Uniting organizations with next-generation operational excellence

This transcript has been lightly edited for clarity.

What basic principle can organizations use as a transformation starting point?

Mike Parkins: I think moving beyond lean is important for most organizations. I’m a firm believer that lean needs to be your foundation and your baseline. You should never give up lean principles and teaching your people that.

But to continue to drive productivity and performance, you’re going to need to match that with the new tools, the new capabilities of your people, and the ability to work with and influence other functions within the company.

What is the role of people in the pursuit of next-generation operational excellence?

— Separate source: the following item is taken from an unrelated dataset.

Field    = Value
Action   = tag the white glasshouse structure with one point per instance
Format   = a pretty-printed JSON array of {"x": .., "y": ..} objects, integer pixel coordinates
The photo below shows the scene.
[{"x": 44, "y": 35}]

Kimberly Borden: At the heart of any technology transformation or any transformation in general is people. If you’re not solving for the people and bringing them along with the journey, you’re missing the point completely.

Mike Parkins: One of the barriers for driving productivity in any organization, is the willingness to invest in your people, in their skills, giving them feedback. Having managers who are comfortable giving supportive feedback, having those conversations, having the right metrics and others in place so that people know how they are doing.

What is the role of technology in enabling next-generation operational excellence?

Kimberly Borden: There are lots of ways in which technology can bring together collaboration, collaboration platforms, data visibility. Suddenly, you know what’s happening, where, and when — instantly. And are able to connect the dots across different data.

There are many reasons why technology plays an incredibly important role. One of the things that I love best about it is it takes the tediousness out of the job. Many times, people assume that it would replace jobs. It replaces the work that nobody wants to do.

How can technology underpin an organization’s principles, behaviors, and management systems?

Kimberly Borden: Technology can enable a feedback culture. And what I mean by that is you are getting constant feedback if you’re using a copilot or something along those lines. It will make you better in your job, but it also gives you this wonderful feedback mechanism that then you can share with others.

What I find in a lot of clients is they’ve got a little bit of that, but they still don’t have great feedback, performance dialogues with managers to individual contributors or up. And so really being able to reinforce that performance loop with the people that are executing is critical and, I find, oftentimes overlooked.

What is one important thing to remember before starting a next-generation operational excellence transformation?

Kimberly Borden: You also need to rewire the processes fundamentally end-to-end in order to ensure that the transformation is successful. So even if you have a technology tool, if you don’t transform the process too, you miss the impact, because it’s never just technology.